Generative AI at Work: Gains, Gaps, and Governance
In many organizations, the promise of introducing advanced technologies centers on automation, cost reduction, and speed. However, empirical research suggests that a key factor in the success of new technologies is not only the capability of the machine but also how humans, systems, and technologies interconnect.
A study by Brynjolfsson, Li, and Raymond titled “Generative AI at Work,” published in The Quarterly Journal of Economics, provides a rich case study that illustrates this point. The authors introduce the question of implementing AI technologies as follows:
"The emergence of generative artificial intelligence (AI) has attracted significant attention for its potential economic impact. Although various generative AI tools have performed well in laboratory settings, questions remain about their effectiveness in the real world, where they may encounter unfamiliar problems, face organizational resistance, or provide misleading information (Peng et al. 2023a; Roose 2023)."
The Study in Brief
They examined the implementation of a generative AI conversational assistant among 5,172 customer support agents “working for a Fortune 500 firm that sells business-process software.” Regarding the focus of their study, they write:
"We study the effect of generative AI on productivity and worker experience in the customer-service sector, an industry with one of the highest surveyed rates of AI adoption (…). The tool we study is built on Generative Pre-trained Transformer 3 (GPT-3), a member of the GPT family of large language models developed by OpenAI (OpenAI 2023). The AI system monitors customer chats and provides agents with real-time suggestions for how to respond. The AI system is designed to augment agents, who remain responsible for the conversation and are free to ignore or edit the AI’s suggestions."
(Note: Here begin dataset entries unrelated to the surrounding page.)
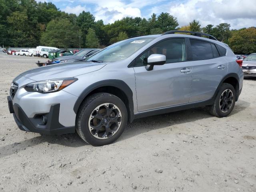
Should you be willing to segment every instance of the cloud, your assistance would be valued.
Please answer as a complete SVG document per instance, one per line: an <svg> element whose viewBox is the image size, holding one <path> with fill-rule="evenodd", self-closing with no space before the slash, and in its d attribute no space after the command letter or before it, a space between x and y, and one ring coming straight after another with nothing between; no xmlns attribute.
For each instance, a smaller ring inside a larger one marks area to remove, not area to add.
<svg viewBox="0 0 256 192"><path fill-rule="evenodd" d="M180 26L193 19L198 20L202 26L223 22L236 29L256 25L256 4L251 0L242 3L239 0L189 0L170 5L168 12L177 18Z"/></svg>
<svg viewBox="0 0 256 192"><path fill-rule="evenodd" d="M102 19L104 23L108 24L113 23L124 17L141 17L141 13L138 8L115 6L98 8L94 15L96 20Z"/></svg>
<svg viewBox="0 0 256 192"><path fill-rule="evenodd" d="M67 13L74 13L76 15L79 15L82 11L86 10L85 7L82 7L80 5L73 7L68 6L65 8L62 9L62 11Z"/></svg>

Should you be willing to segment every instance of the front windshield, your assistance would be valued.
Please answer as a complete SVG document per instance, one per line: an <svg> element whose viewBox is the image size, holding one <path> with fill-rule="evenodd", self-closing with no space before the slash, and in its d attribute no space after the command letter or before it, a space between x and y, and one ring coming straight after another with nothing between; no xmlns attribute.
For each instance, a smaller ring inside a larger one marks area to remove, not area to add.
<svg viewBox="0 0 256 192"><path fill-rule="evenodd" d="M256 54L250 55L247 57L244 58L245 61L256 61Z"/></svg>
<svg viewBox="0 0 256 192"><path fill-rule="evenodd" d="M75 53L73 55L75 55L76 56L84 56L86 55L88 52L91 51L92 50L88 49L84 49L84 50L81 50L78 51L77 53Z"/></svg>
<svg viewBox="0 0 256 192"><path fill-rule="evenodd" d="M86 58L88 61L115 62L129 57L156 37L140 37L118 42Z"/></svg>

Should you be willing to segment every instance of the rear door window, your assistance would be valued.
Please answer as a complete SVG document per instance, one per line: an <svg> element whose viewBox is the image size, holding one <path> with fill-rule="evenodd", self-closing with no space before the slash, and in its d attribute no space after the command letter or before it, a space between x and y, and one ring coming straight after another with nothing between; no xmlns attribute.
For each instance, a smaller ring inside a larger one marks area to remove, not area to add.
<svg viewBox="0 0 256 192"><path fill-rule="evenodd" d="M192 60L204 60L213 58L210 43L195 39L190 40L190 56Z"/></svg>

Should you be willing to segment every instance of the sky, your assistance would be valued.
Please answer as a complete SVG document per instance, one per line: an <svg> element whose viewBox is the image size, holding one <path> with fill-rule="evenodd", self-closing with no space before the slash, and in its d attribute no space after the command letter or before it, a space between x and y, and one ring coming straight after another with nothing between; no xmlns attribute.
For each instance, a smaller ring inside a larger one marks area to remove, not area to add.
<svg viewBox="0 0 256 192"><path fill-rule="evenodd" d="M39 1L39 0L38 1ZM42 0L40 1L42 1ZM96 20L112 23L127 16L148 19L153 13L167 12L176 17L179 26L193 20L201 27L228 23L232 29L256 26L256 0L47 0L60 10L78 15L90 11Z"/></svg>

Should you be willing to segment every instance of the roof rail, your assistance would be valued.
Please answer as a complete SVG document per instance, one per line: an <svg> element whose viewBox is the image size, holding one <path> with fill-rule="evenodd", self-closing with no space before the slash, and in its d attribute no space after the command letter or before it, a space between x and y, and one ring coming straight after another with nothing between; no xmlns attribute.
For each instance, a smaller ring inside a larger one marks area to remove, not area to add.
<svg viewBox="0 0 256 192"><path fill-rule="evenodd" d="M217 39L215 38L213 36L212 36L212 35L209 35L209 34L207 34L206 33L200 33L200 32L194 32L193 31L177 31L177 30L170 31L168 31L167 32L166 32L162 35L167 35L167 34L174 34L175 33L191 33L192 34L193 34L193 35L194 35L195 36L197 36L198 37L202 37L202 35L204 35L205 36L208 36L209 38L210 39L212 39L213 40L216 40L216 41L218 41Z"/></svg>

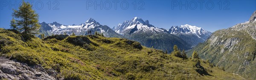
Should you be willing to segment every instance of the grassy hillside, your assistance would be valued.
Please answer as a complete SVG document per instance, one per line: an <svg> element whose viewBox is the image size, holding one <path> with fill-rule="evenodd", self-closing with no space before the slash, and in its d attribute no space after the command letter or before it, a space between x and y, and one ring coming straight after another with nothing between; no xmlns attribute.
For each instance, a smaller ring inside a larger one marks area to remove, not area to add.
<svg viewBox="0 0 256 80"><path fill-rule="evenodd" d="M59 35L25 40L12 31L0 29L0 54L29 65L53 69L59 73L58 78L242 79L206 61L184 60L126 39Z"/></svg>
<svg viewBox="0 0 256 80"><path fill-rule="evenodd" d="M199 56L226 71L249 79L256 79L256 22L237 24L215 32L205 43L188 51Z"/></svg>

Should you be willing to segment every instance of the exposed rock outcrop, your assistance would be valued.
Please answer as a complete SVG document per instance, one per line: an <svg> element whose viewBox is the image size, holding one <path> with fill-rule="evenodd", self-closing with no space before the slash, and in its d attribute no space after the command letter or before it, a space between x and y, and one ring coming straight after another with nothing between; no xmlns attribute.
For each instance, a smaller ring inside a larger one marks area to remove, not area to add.
<svg viewBox="0 0 256 80"><path fill-rule="evenodd" d="M0 57L0 79L56 80L57 73L40 65L29 66L25 63Z"/></svg>
<svg viewBox="0 0 256 80"><path fill-rule="evenodd" d="M249 20L249 21L253 22L256 20L256 11L254 11L254 12L253 13L253 14L251 16L251 17L250 18Z"/></svg>

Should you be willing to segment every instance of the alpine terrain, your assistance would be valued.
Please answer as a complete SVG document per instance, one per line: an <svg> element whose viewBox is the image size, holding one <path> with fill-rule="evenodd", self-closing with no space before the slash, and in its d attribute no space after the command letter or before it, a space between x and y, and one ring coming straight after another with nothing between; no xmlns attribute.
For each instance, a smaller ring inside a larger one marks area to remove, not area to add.
<svg viewBox="0 0 256 80"><path fill-rule="evenodd" d="M197 45L200 43L204 42L212 34L201 28L188 24L179 26L172 26L168 31L194 46Z"/></svg>
<svg viewBox="0 0 256 80"><path fill-rule="evenodd" d="M225 71L256 79L256 11L249 21L214 32L189 55L198 51L201 57Z"/></svg>
<svg viewBox="0 0 256 80"><path fill-rule="evenodd" d="M137 17L130 21L125 21L113 29L127 39L138 41L148 47L167 51L172 50L172 47L177 45L182 49L191 49L192 45L182 39L170 34L165 29L156 28Z"/></svg>
<svg viewBox="0 0 256 80"><path fill-rule="evenodd" d="M91 18L84 23L80 25L66 26L56 22L50 23L47 23L44 22L40 23L40 25L41 28L39 32L44 34L45 36L64 33L71 35L73 33L76 35L85 35L88 34L88 31L90 31L92 34L94 34L94 33L97 31L100 34L102 33L107 37L123 37L108 26L102 25Z"/></svg>

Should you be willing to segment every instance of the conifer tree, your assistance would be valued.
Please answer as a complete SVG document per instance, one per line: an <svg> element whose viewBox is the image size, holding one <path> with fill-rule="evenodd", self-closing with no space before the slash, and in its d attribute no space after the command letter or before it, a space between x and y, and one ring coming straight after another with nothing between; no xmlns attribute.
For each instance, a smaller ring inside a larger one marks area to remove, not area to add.
<svg viewBox="0 0 256 80"><path fill-rule="evenodd" d="M38 22L38 15L32 9L32 6L24 0L18 10L13 9L11 27L25 35L38 34L41 27Z"/></svg>
<svg viewBox="0 0 256 80"><path fill-rule="evenodd" d="M183 51L182 51L182 52L181 52L181 56L182 56L182 58L184 58L184 59L188 58L188 57L187 57L186 54L186 53L185 52L185 50L184 50L184 49L183 50Z"/></svg>
<svg viewBox="0 0 256 80"><path fill-rule="evenodd" d="M75 34L75 33L74 32L73 32L73 33L72 33L72 34L71 34L71 36L76 36L76 34Z"/></svg>
<svg viewBox="0 0 256 80"><path fill-rule="evenodd" d="M44 34L40 34L40 36L41 36L41 39L43 39L43 38L44 38Z"/></svg>
<svg viewBox="0 0 256 80"><path fill-rule="evenodd" d="M194 51L193 54L192 54L192 59L193 60L199 60L200 59L198 54L197 52L195 51Z"/></svg>

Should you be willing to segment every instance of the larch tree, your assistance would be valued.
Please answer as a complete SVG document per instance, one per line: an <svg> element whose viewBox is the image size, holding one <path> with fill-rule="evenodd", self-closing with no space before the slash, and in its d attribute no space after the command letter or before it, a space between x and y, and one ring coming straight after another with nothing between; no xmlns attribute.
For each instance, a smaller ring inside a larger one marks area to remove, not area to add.
<svg viewBox="0 0 256 80"><path fill-rule="evenodd" d="M38 22L38 14L32 9L29 3L24 0L18 10L13 9L11 27L24 34L38 34L41 27Z"/></svg>

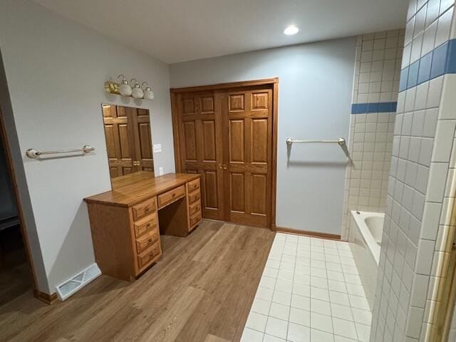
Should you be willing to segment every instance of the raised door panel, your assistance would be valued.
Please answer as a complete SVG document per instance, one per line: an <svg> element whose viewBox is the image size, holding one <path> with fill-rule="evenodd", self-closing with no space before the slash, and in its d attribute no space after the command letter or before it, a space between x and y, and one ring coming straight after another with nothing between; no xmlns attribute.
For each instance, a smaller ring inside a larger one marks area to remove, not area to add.
<svg viewBox="0 0 456 342"><path fill-rule="evenodd" d="M196 162L197 156L197 132L195 121L184 121L184 146L185 160Z"/></svg>
<svg viewBox="0 0 456 342"><path fill-rule="evenodd" d="M229 120L229 162L243 163L244 162L243 119Z"/></svg>
<svg viewBox="0 0 456 342"><path fill-rule="evenodd" d="M120 143L120 159L132 159L132 145L128 134L128 125L121 124L118 125L119 130L119 142Z"/></svg>
<svg viewBox="0 0 456 342"><path fill-rule="evenodd" d="M203 162L217 162L215 120L202 120L202 125Z"/></svg>
<svg viewBox="0 0 456 342"><path fill-rule="evenodd" d="M203 202L205 210L219 208L217 171L204 170L202 177Z"/></svg>
<svg viewBox="0 0 456 342"><path fill-rule="evenodd" d="M252 119L250 125L250 147L252 164L268 162L268 119Z"/></svg>
<svg viewBox="0 0 456 342"><path fill-rule="evenodd" d="M245 213L245 182L243 173L232 172L229 177L230 209Z"/></svg>
<svg viewBox="0 0 456 342"><path fill-rule="evenodd" d="M267 176L266 175L252 174L251 177L251 213L254 215L266 216L268 185Z"/></svg>
<svg viewBox="0 0 456 342"><path fill-rule="evenodd" d="M114 125L105 125L105 137L106 138L106 148L108 149L108 157L117 159L117 146L115 141L115 127Z"/></svg>
<svg viewBox="0 0 456 342"><path fill-rule="evenodd" d="M269 105L269 93L254 92L252 93L252 110L268 110Z"/></svg>

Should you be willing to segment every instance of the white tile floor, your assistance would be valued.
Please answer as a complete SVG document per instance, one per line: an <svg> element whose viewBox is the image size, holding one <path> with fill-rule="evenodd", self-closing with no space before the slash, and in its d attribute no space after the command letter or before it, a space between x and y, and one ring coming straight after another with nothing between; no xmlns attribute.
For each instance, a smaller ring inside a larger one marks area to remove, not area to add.
<svg viewBox="0 0 456 342"><path fill-rule="evenodd" d="M242 342L368 342L372 315L347 242L278 233Z"/></svg>

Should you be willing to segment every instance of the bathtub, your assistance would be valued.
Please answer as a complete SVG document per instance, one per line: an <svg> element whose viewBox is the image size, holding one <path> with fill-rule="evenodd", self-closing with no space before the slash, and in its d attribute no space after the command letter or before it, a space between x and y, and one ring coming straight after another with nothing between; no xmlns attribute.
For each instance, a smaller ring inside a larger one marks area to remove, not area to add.
<svg viewBox="0 0 456 342"><path fill-rule="evenodd" d="M351 212L348 242L366 296L373 307L385 214Z"/></svg>

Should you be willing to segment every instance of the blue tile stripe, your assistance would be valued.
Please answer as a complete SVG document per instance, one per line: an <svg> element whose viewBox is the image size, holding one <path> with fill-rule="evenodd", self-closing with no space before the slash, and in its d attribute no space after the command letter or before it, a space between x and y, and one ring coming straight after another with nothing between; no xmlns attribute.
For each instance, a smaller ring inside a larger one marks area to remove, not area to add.
<svg viewBox="0 0 456 342"><path fill-rule="evenodd" d="M399 91L447 73L456 73L456 39L444 43L400 71Z"/></svg>
<svg viewBox="0 0 456 342"><path fill-rule="evenodd" d="M370 113L395 113L397 102L378 102L375 103L353 103L352 114L368 114Z"/></svg>

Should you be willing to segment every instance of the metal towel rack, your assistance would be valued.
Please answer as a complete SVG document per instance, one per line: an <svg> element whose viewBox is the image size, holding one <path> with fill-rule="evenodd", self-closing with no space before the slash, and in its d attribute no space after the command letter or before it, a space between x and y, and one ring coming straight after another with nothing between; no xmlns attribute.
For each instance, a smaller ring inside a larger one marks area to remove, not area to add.
<svg viewBox="0 0 456 342"><path fill-rule="evenodd" d="M41 155L58 155L61 153L74 153L76 152L82 152L83 153L89 153L92 151L95 151L95 147L89 145L85 145L83 148L77 148L75 150L59 150L57 151L38 151L34 148L29 148L26 151L26 155L29 158L36 159Z"/></svg>
<svg viewBox="0 0 456 342"><path fill-rule="evenodd" d="M304 140L301 139L293 139L292 138L289 138L286 139L286 145L289 147L289 151L291 150L291 145L293 144L338 144L342 148L342 150L347 156L347 159L348 160L349 165L353 164L353 160L350 157L350 152L348 152L348 149L347 148L347 143L344 138L339 138L336 140Z"/></svg>
<svg viewBox="0 0 456 342"><path fill-rule="evenodd" d="M341 146L345 146L345 138L339 138L337 140L303 140L300 139L293 139L289 138L286 139L286 145L291 146L293 144L338 144Z"/></svg>

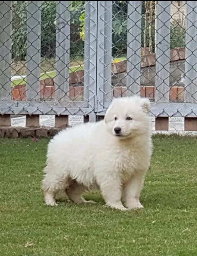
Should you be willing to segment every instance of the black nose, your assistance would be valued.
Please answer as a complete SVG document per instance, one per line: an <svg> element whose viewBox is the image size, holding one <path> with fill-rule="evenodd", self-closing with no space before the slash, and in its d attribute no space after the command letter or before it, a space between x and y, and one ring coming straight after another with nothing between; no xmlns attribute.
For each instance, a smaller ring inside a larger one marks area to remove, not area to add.
<svg viewBox="0 0 197 256"><path fill-rule="evenodd" d="M114 128L114 131L116 134L119 134L121 131L121 128L119 127L116 127Z"/></svg>

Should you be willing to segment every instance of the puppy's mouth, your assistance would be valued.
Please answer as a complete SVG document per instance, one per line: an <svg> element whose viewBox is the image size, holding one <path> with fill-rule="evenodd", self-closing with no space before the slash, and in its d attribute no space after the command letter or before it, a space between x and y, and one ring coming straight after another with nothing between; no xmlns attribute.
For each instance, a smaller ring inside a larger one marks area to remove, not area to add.
<svg viewBox="0 0 197 256"><path fill-rule="evenodd" d="M114 133L114 136L115 136L116 137L127 137L129 135L130 135L130 133L129 133L128 134L122 134L122 133Z"/></svg>

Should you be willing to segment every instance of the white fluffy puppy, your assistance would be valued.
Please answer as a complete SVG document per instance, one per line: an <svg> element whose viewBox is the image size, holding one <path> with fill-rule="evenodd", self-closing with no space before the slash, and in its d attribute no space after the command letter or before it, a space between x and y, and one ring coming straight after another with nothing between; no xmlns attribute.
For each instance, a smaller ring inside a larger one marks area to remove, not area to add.
<svg viewBox="0 0 197 256"><path fill-rule="evenodd" d="M42 185L47 205L57 205L60 191L74 202L88 202L81 194L96 185L109 206L142 208L140 195L152 152L150 108L145 98L115 98L104 120L55 135L48 145Z"/></svg>

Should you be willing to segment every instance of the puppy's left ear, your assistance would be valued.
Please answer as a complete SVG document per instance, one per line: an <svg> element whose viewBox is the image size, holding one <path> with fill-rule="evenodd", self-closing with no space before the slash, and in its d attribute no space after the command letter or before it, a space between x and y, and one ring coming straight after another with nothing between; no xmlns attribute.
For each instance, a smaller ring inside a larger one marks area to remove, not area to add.
<svg viewBox="0 0 197 256"><path fill-rule="evenodd" d="M140 101L140 106L142 107L144 112L148 114L150 110L150 103L149 99L143 98Z"/></svg>

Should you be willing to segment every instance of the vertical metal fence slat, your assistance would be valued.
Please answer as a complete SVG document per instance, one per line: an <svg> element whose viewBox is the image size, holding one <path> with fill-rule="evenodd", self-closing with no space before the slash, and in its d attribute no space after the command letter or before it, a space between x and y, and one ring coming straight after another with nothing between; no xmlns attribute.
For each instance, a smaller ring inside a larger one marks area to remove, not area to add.
<svg viewBox="0 0 197 256"><path fill-rule="evenodd" d="M71 101L69 91L70 1L56 2L55 95L57 100Z"/></svg>
<svg viewBox="0 0 197 256"><path fill-rule="evenodd" d="M140 95L141 9L141 1L128 2L126 85L128 96Z"/></svg>
<svg viewBox="0 0 197 256"><path fill-rule="evenodd" d="M0 1L0 100L11 99L12 1Z"/></svg>
<svg viewBox="0 0 197 256"><path fill-rule="evenodd" d="M27 2L26 87L27 100L40 100L41 2Z"/></svg>
<svg viewBox="0 0 197 256"><path fill-rule="evenodd" d="M97 92L98 112L111 100L112 1L97 1Z"/></svg>
<svg viewBox="0 0 197 256"><path fill-rule="evenodd" d="M170 1L157 1L155 17L155 101L169 102L170 33Z"/></svg>
<svg viewBox="0 0 197 256"><path fill-rule="evenodd" d="M84 86L85 101L88 100L92 111L89 121L94 122L94 100L96 94L97 2L85 2Z"/></svg>
<svg viewBox="0 0 197 256"><path fill-rule="evenodd" d="M186 102L197 102L197 7L196 1L186 1L185 37L185 100Z"/></svg>

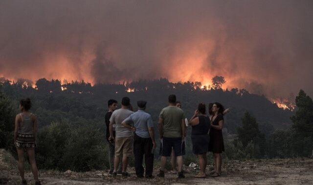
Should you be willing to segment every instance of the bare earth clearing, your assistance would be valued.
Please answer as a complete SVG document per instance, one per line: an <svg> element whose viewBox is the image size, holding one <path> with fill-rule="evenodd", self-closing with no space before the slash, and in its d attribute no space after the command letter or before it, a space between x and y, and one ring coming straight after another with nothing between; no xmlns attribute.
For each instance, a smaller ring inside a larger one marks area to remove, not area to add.
<svg viewBox="0 0 313 185"><path fill-rule="evenodd" d="M208 166L207 172L210 168ZM165 178L154 179L135 178L133 168L128 169L131 177L114 179L106 171L78 173L40 171L43 185L313 185L313 159L297 158L288 159L232 161L224 164L221 177L195 179L197 169L185 166L186 178L177 179L177 175L165 173ZM158 168L156 168L156 176ZM32 174L25 173L28 184L34 184ZM31 184L29 183L31 183ZM17 163L10 155L0 149L0 184L20 184L21 180L17 170Z"/></svg>

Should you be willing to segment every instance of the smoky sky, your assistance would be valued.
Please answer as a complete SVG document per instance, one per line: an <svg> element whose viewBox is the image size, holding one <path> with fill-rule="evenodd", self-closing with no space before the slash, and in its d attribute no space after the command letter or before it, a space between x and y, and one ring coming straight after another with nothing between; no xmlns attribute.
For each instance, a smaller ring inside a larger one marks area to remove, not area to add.
<svg viewBox="0 0 313 185"><path fill-rule="evenodd" d="M1 0L0 77L313 95L312 0Z"/></svg>

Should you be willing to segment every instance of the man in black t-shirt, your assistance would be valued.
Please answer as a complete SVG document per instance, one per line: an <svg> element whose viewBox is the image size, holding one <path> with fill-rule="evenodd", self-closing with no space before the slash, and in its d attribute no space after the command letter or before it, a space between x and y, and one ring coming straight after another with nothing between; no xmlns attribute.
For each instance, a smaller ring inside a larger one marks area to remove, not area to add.
<svg viewBox="0 0 313 185"><path fill-rule="evenodd" d="M110 172L109 173L110 175L112 175L112 173L113 173L113 170L114 168L115 146L114 144L114 141L110 141L109 139L109 138L110 137L110 130L109 128L110 125L110 118L111 117L111 115L112 115L113 111L117 108L117 101L115 100L111 99L108 101L108 106L109 106L109 111L107 113L106 113L105 116L105 122L106 125L107 126L107 134L106 136L109 145L109 162L110 163ZM115 137L115 129L114 129L113 131L113 134ZM120 163L118 166L117 173L119 174L119 175L120 174L122 174L121 163Z"/></svg>

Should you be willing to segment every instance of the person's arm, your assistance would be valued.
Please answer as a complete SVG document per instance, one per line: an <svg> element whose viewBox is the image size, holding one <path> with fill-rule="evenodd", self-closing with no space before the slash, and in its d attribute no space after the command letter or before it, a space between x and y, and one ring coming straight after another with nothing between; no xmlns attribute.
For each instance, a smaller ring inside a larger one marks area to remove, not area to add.
<svg viewBox="0 0 313 185"><path fill-rule="evenodd" d="M224 120L222 119L219 121L219 125L211 125L211 127L218 130L222 130L222 129L223 129L224 125Z"/></svg>
<svg viewBox="0 0 313 185"><path fill-rule="evenodd" d="M136 128L130 124L132 122L133 122L133 120L132 119L132 115L131 115L122 122L122 125L128 129L132 130L133 131L135 132L136 131Z"/></svg>
<svg viewBox="0 0 313 185"><path fill-rule="evenodd" d="M189 125L192 126L195 126L199 124L199 117L196 117L189 122Z"/></svg>
<svg viewBox="0 0 313 185"><path fill-rule="evenodd" d="M223 114L225 115L226 113L229 112L230 110L230 108L226 109L226 110L224 111L223 112Z"/></svg>
<svg viewBox="0 0 313 185"><path fill-rule="evenodd" d="M109 124L109 130L110 131L110 137L109 137L109 140L112 139L113 141L115 141L114 134L113 134L113 125L115 123L114 119L114 116L115 114L114 114L114 112L113 112L113 113L111 115L111 117L110 118L110 123Z"/></svg>
<svg viewBox="0 0 313 185"><path fill-rule="evenodd" d="M148 125L148 131L149 131L149 134L151 138L151 140L152 140L153 148L156 148L156 140L155 139L155 130L153 128L153 121L152 121L152 118L151 115L149 116L147 125Z"/></svg>
<svg viewBox="0 0 313 185"><path fill-rule="evenodd" d="M136 131L136 128L132 125L131 125L125 122L125 120L123 121L122 122L122 125L127 128L128 129L131 130L133 132Z"/></svg>
<svg viewBox="0 0 313 185"><path fill-rule="evenodd" d="M185 139L185 134L186 134L186 130L185 129L185 126L186 124L185 123L185 118L181 119L181 138L182 139Z"/></svg>
<svg viewBox="0 0 313 185"><path fill-rule="evenodd" d="M20 119L21 117L20 114L18 114L15 116L15 127L14 127L14 143L16 141L16 139L18 137L18 134L19 133L19 123L20 123Z"/></svg>
<svg viewBox="0 0 313 185"><path fill-rule="evenodd" d="M163 119L159 118L158 119L158 132L160 134L160 139L163 138Z"/></svg>
<svg viewBox="0 0 313 185"><path fill-rule="evenodd" d="M192 117L191 117L191 118L190 118L190 119L189 120L189 125L191 125L192 126L193 126L194 125L193 125L193 123L192 123L193 121L193 120L194 120L195 119L195 118L196 118L197 116L198 116L199 115L199 111L198 110L195 111L195 113L194 113L194 115L192 116ZM194 124L194 123L193 123ZM199 124L199 123L198 123ZM198 125L196 124L196 125Z"/></svg>
<svg viewBox="0 0 313 185"><path fill-rule="evenodd" d="M149 127L148 129L149 134L150 135L151 140L152 140L152 144L153 145L153 148L156 148L156 140L155 140L155 130L153 127Z"/></svg>
<svg viewBox="0 0 313 185"><path fill-rule="evenodd" d="M33 117L33 129L34 129L34 138L35 138L35 140L37 139L37 118L36 117L35 115L32 114Z"/></svg>

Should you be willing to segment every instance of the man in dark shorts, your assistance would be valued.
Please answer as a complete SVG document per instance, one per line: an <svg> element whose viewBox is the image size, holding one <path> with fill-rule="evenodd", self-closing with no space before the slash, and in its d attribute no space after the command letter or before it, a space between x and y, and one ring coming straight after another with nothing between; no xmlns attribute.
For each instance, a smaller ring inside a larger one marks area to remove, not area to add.
<svg viewBox="0 0 313 185"><path fill-rule="evenodd" d="M125 127L135 131L134 139L134 153L135 155L135 170L138 178L143 178L144 172L142 160L145 156L145 177L153 178L154 154L156 148L153 121L151 115L145 111L145 101L137 102L138 111L131 114L122 122ZM134 128L131 126L134 124Z"/></svg>
<svg viewBox="0 0 313 185"><path fill-rule="evenodd" d="M185 115L183 111L176 107L176 96L171 94L168 97L169 105L160 113L158 129L161 139L160 155L161 167L158 177L164 177L166 157L171 156L172 148L174 150L178 166L178 178L184 178L182 172L182 155L185 153L182 141L185 136Z"/></svg>
<svg viewBox="0 0 313 185"><path fill-rule="evenodd" d="M120 159L122 159L122 176L129 176L126 172L128 159L133 155L134 144L133 131L122 125L122 122L126 119L133 111L128 110L130 100L128 97L122 99L122 108L113 112L110 119L110 137L109 140L115 140L115 158L114 159L114 170L112 175L116 177L117 167L120 163ZM113 124L115 124L116 137L113 134Z"/></svg>
<svg viewBox="0 0 313 185"><path fill-rule="evenodd" d="M113 111L117 108L117 101L114 99L110 99L108 101L108 106L109 107L109 111L107 112L105 115L106 126L107 126L107 134L106 135L108 144L109 146L109 162L110 165L110 171L109 173L112 175L113 169L114 168L114 156L115 153L115 146L113 140L111 141L109 140L110 137L110 118L112 115ZM115 136L115 129L113 128L113 135ZM118 166L118 170L117 173L122 174L122 164L120 163Z"/></svg>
They found that access to the AI tool increased productivity, defined as issues resolved per hour, by approximately 15% on average. Importantly, the gains are not uniform: less experienced and lower-skilled agents show the largest relative improvements, whereas the most experienced / high-skilled agents show little change in productivity and small declines in quality. They explain:
"The gains accrue disproportionately to less experienced and lower-skill customer-support workers indicating that generative AI systems may be capable of capturing and disseminating the behaviors of the most productive agents."
Productivity Gains Are Heterogeneous
The broad headline — a 15% increase — is encouraging. However, a closer look at the study reveals that the gains are concentrated among workers with lower initial performance levels. For these workers, AI assistance acts as a knowledge and skills amplifier, helping them replicate the strategies of high-performing peers and speed up the learning process. The authors demonstrate that novices who received AI assistance from the beginning achieved the same output in two months as agents who had worked without AI assistance for more than six months.